When your Mac restarts, it will do so with part of its storage encrypted for the first time, and you will need to enter your password to unlock it. Encryption of your storage is still far from complete: the Security & Privacy pane should give you a rough idea of progress. Its progress bar is, though, highly non-linear, and the remaining time estimate can swing wildly at times. Don’t be surprised if it gives very long periods, or that they suddenly reduce.
Normally, FileVault encryption completes fine, and you will carry on working as normal. If something goes wrong and you want to check the encryption status, open Terminal and type the command
diskutil cs list
You should then see a list of attached storage. Look at the Logical Volume section for your startup disk, and it will report the Conversion Progress. If that reads Failed, then FileVault has hit a problem. If you have a third-party tool like DriveDx which can check the health of your startup SSD or other drive(s), this is the time to use it, to find out what is wrong.
If FileVault hits a snag and gets stuck, you cannot reverse the encryption process. If you try turning FileVault off, it will helpfully inform you that you can’t do that until encryption is complete. If FileVault cannot complete encryption, then that will never happen.
In theory, it might be possible to start up in Recovery mode and there start the process of decryption. In practice, the best that you are likely to be able to do is to wipe your startup volume and re-install macOS. To do that, open Disk Utility in Recovery mode, select the partially encrypted volume, and mount it. You will then be prompted for its password, as it is now partially encrypted. You will also see among its initialisation options are encrypted formats: for the moment you will probably want to give them a miss, and return to unencrypted format.
Should you ever need to restore or repair a volume encrypted by FileVault, then it should remain fully encrypted. However some users have reported that restoring to an encrypted volume from a Time Machine backup can leave the volume unencrypted. If your encrypted volume undergoes any sort of significant surgery, you should always check that FileVault encryption is still enabled afterwards.
FileVault, as controlled in its panel, only controls the encryption of your startup (boot) disk. If you have other storage permanently or temporarily attached to that Mac and need to encrypt that, you will need to do so in the Finder. Select the volume in the Finder, and use its contextual menu to locate the Encrypt command.

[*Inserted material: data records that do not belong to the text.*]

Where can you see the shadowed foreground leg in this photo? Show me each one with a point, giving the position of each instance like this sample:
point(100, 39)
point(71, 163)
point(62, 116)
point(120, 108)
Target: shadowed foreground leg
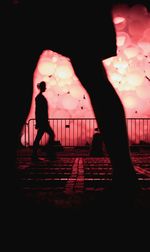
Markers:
point(111, 120)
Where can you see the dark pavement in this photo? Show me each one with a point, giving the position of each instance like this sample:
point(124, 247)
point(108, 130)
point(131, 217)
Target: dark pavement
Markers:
point(75, 181)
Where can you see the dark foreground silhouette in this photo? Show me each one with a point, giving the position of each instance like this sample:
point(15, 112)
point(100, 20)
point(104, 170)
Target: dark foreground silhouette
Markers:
point(87, 36)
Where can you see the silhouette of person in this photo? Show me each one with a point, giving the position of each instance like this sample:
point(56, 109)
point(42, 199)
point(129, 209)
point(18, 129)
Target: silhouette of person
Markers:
point(86, 35)
point(42, 124)
point(97, 145)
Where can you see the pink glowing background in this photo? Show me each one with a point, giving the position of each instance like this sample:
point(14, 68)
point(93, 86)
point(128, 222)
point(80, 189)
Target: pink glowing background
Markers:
point(129, 71)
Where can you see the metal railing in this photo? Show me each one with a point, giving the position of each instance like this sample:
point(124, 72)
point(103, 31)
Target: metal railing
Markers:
point(71, 132)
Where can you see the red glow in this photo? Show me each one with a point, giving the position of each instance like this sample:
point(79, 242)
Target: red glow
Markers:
point(129, 71)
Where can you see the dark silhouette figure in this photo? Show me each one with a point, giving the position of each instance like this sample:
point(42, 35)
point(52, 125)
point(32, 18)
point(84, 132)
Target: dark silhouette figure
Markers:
point(86, 35)
point(42, 123)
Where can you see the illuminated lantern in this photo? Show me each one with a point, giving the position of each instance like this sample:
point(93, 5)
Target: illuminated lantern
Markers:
point(129, 102)
point(146, 35)
point(120, 23)
point(137, 11)
point(120, 65)
point(136, 28)
point(76, 90)
point(64, 71)
point(61, 113)
point(135, 78)
point(131, 52)
point(46, 67)
point(143, 91)
point(69, 102)
point(123, 39)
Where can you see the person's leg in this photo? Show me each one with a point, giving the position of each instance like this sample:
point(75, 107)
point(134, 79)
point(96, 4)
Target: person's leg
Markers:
point(36, 142)
point(110, 116)
point(50, 148)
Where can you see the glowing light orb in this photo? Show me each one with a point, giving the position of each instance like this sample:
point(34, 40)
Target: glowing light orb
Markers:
point(69, 102)
point(123, 39)
point(64, 72)
point(46, 67)
point(131, 52)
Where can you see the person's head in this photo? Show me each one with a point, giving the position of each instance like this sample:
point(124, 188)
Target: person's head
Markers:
point(41, 86)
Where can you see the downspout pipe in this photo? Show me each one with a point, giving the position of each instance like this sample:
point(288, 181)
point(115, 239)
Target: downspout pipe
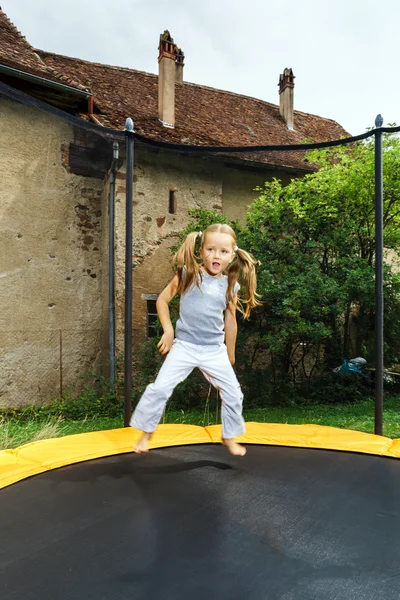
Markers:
point(111, 264)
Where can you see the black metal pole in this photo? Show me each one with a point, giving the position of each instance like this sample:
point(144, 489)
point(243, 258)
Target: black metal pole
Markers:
point(111, 266)
point(378, 277)
point(128, 275)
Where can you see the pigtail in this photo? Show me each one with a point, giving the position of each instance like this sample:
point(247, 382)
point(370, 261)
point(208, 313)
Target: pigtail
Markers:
point(186, 263)
point(244, 268)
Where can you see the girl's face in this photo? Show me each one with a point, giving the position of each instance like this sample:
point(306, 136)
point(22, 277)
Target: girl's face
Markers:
point(217, 252)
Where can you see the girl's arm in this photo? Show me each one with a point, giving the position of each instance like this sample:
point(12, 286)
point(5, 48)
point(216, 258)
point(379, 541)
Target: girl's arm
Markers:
point(164, 345)
point(231, 329)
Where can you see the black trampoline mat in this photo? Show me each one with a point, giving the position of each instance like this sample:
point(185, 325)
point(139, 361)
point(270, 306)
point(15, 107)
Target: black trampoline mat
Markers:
point(195, 523)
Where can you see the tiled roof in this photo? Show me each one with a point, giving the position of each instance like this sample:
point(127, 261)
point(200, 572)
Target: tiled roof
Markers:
point(204, 115)
point(17, 53)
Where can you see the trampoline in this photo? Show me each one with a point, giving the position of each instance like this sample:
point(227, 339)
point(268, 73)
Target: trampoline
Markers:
point(190, 521)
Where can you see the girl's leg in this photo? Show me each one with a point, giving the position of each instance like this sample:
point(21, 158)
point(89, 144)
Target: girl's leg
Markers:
point(177, 366)
point(217, 369)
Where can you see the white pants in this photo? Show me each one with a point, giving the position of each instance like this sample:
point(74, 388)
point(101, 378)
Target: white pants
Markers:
point(183, 357)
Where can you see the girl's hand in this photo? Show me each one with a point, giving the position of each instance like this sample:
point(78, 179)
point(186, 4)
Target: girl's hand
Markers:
point(164, 345)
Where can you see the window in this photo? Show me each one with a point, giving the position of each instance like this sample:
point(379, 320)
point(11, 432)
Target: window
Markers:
point(152, 330)
point(172, 202)
point(151, 299)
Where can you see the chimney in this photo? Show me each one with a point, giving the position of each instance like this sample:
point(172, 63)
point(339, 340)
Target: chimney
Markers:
point(170, 70)
point(180, 57)
point(286, 93)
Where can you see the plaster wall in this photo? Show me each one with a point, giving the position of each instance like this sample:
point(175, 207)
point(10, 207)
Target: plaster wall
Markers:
point(51, 264)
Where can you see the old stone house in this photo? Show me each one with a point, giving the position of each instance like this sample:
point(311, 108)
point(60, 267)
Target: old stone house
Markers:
point(54, 194)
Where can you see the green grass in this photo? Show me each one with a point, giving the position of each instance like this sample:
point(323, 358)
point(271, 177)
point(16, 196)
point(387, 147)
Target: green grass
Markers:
point(359, 416)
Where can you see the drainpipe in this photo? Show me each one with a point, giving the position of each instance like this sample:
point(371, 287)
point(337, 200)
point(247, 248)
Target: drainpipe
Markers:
point(111, 265)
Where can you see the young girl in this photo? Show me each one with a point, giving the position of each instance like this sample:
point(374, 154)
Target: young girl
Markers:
point(207, 315)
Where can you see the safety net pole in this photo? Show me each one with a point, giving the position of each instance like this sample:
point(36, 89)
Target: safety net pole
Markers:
point(128, 274)
point(378, 277)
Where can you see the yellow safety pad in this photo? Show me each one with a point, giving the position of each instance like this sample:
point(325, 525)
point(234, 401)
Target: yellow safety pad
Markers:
point(310, 436)
point(45, 455)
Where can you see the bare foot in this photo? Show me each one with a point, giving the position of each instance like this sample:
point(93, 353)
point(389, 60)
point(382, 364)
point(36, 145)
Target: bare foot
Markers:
point(234, 448)
point(142, 445)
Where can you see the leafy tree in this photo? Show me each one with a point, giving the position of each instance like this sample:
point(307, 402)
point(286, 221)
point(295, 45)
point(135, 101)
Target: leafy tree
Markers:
point(317, 246)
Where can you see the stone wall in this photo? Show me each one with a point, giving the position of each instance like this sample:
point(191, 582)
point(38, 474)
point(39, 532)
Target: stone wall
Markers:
point(51, 260)
point(54, 244)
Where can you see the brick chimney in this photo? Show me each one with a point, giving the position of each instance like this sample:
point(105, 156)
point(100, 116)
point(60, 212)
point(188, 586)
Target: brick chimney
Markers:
point(286, 93)
point(170, 71)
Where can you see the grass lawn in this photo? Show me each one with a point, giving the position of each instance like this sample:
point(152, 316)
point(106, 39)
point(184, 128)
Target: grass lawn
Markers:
point(359, 416)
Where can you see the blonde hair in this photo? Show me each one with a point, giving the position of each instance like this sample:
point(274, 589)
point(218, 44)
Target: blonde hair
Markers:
point(188, 267)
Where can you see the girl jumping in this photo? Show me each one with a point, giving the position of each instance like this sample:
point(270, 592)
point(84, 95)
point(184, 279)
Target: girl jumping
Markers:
point(207, 316)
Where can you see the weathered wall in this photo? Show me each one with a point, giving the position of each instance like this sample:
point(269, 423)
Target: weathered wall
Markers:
point(238, 188)
point(54, 245)
point(198, 183)
point(51, 266)
point(156, 173)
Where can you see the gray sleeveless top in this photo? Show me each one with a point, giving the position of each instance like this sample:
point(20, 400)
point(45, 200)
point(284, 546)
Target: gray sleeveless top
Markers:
point(201, 315)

The Finder will then prompt you to create a new encryption password, verify it, and provide a hint. Once you have done that, click on the Encrypt Disk button to start that process. This can only be done if the disk uses a GUID Partition Table (GPT): if it doesn’t you will need to reformat that disk so that it has one, then encrypt it as above.
FileVault will be changing in High Sierra, as Apple’s new APFS file system supports encrypted volumes as well as folders and files. When you install High Sierra on a volume which is already encrypted using FileVault, the installer will by default automatically convert your encrypted volume to a new encrypted APFS volume, using the same password and recovery key.
Because encryption is an option built into the APFS file system itself, it should operate more quickly than FileVault does at present, particularly on SSD. In fact, in High Sierra you should not notice that your storage is encrypted at all.